The House will vote next week on a measure that would raise the country’s $14.3 trillion debt limit without any conditions. It’s a move by Republicans to put Democrats on record with a vote on a measure that is not expected to pass the House.
A House Republican leadership aide confirmed Tuesday that next week’s vote will be on a $2.4 trillion increase to the country’s borrowing limit and that no Republicans are expected to back the measure.
The scheduling of the vote comes as more than 100 liberal House Democrats are pushing for a “clean” extension of the debt limit, or one that does not have any conditions attached. Republicans have argued that any move by Congress to raise the federal borrowing limit must include a longer-term deficit-reduction plan, which House Speaker John Boehner (R-Ohio) has said must include spending cuts that are at least equal to the amount by which the debt ceiling is raised.
With few, if any, Republicans expected to back the measure, it is not likely to progress in the GOP-led House. In that sense, the vote mirrors two other votes expected in the Senate this week -- one on the House Republican budget plan, and another on President Obama’s 2012 budget – as well as two energy-related measures that the Senate took up last week as a legislative response to rising gas prices.
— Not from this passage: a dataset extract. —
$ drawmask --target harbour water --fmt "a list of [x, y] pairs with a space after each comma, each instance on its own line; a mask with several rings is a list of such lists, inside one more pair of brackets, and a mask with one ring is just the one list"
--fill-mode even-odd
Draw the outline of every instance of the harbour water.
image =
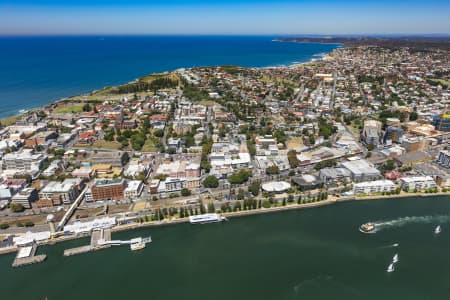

Brad Dayspring, a spokesman for House Majority Leader Eric Cantor (R-Va.), said Tuesday that the purpose of next week’s vote is “to show once and for all that the Democrats’ demands are way out of touch with the views of most Americans and the markets, who want Washington to stop spending money we don’t have, confront our debt head on, and finally begin to live within our means.”
Not all members of the House Democratic leadership support the plan. Minority Whip Steny Hoyer (D-Md.), the number-two House Democrat, said Tuesday that he would not support the clean debt limit measure if House Republicans are not also on board.
“I will not vote for a clean debt limit extension if no Republicans vote for it and instead use it just to demagogue,” Hoyer said in a statement. “We need to pursue a responsible course to pay our bills and set forward a plan to reduce our deficits. I hope Republicans will work with us toward those goals, rather than making this a partisan issue used for political gain.”
The announcement comes as Vice President Biden is at the Capitol Tuesday afternoon for his third meeting with bipartisan, bicameral congressional leaders aimed at working out a longer-term deficit-reduction deal.